What better celebration of the new Northern Ireland could there be than the Telegraph’s front page on Tuesday?
The photo of Peter Jack atop the Giant’s Causeway was a stunning visual statement. It spoke volumes about the kind of images that are being projected around the world about Northern Ireland these days.
It’s all a long way from the Troubles, or even those drawn-out post-Troubles years of political paralysis. (Longer still, since the “dreary steeples of Fermanagh and Tyrone” so mourned by an exasperated Winston Churchill in 1922.) Yet however strong that image, the decision to clear the front page of its normal content was a bold and confident one. In these days of declining print circulation, it can sometimes be a very brave decision for an editor to veer away from the norm.
People are conditioned to the front page of their chosen newspaper looking a certain way — and sometimes, when things are done differently, it can lead to confusion and even a dip in circulation.
A good example can be making a sports story the main front page lead (known in the trade as the ‘splash’).
Blokes can, obviously, get all fired up by sport, but, as some 50% of purchasers are women, splashing on sport in the UK market doesn’t often deliver circulation increases — and sometimes serves up the opposite.
So the decision to create the front page was a bold one — and bolder still to use it in ‘wraparound’ style.
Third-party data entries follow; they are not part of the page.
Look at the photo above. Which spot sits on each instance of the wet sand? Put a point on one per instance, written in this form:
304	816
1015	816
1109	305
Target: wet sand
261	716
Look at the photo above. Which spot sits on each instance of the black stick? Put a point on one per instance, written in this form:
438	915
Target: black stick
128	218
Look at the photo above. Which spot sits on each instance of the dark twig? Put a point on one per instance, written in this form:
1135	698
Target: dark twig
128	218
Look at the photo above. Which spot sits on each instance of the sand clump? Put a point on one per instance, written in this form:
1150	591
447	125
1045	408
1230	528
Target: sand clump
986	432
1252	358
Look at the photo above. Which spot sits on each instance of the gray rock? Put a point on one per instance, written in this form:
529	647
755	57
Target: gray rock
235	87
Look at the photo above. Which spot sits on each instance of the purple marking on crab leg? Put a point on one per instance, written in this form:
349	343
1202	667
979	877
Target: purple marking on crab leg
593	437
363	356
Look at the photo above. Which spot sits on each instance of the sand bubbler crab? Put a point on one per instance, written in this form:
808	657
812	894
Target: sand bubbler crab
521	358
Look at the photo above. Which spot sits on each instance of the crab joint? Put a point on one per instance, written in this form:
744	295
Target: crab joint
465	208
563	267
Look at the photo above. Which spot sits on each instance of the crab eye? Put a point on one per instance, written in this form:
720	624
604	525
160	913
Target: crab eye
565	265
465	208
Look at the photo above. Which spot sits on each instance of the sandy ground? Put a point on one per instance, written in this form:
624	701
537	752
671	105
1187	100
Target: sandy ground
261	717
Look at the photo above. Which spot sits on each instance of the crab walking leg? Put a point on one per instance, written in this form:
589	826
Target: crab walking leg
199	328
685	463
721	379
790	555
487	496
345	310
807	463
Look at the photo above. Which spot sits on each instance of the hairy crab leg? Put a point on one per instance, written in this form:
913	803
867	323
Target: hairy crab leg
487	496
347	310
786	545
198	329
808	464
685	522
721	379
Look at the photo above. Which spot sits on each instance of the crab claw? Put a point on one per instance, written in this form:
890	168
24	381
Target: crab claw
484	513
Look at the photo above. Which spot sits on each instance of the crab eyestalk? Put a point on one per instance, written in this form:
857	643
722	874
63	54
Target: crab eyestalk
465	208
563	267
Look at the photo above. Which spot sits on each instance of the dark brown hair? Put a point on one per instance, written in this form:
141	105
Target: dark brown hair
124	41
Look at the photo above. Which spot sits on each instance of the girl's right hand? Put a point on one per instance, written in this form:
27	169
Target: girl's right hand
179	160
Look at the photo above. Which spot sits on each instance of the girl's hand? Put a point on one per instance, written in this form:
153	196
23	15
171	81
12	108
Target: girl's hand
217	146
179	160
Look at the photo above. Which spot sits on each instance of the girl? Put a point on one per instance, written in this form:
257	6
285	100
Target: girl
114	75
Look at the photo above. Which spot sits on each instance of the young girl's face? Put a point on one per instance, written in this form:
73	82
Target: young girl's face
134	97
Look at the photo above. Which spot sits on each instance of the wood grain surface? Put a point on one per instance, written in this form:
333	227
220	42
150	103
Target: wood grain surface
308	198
This is a technique whereby a single image is used across the front and back pages — ‘wrapping around’ the paper, so to speak.
Used correctly, it can create a stunning visual effect. I can still remember it being used brilliantly by the Daily Mirror after the Space Shuttle Challenger disaster, the vivid blue of the sky contrasted by the spiralling plumes of smoke, and also, of course, after 9/11.
Used improperly, however, the wraparound can be a visual and commercial disaster. The general rule of newspaper thumb is that this is a device to deploy as rarely as possible. Tuesday’s paper was undoubtedly, in my mind, one of those occasions.
From the sublime to the ridiculous, I’m afraid. Reader Chris Murphy writes in to upbraid us for a caption. “Congratulations on your recent awards,” writes Chris, “and thanks for sharing that great picture of the four cygnets enjoying the warm weather. But whoever wrote the caption ‘Signets and a swan ...’ should brush up on their spelling and try to get out more!”
Signets, I’ll remind those who wrote and sub-edited the caption, belong on rings. And don’t have any feathers.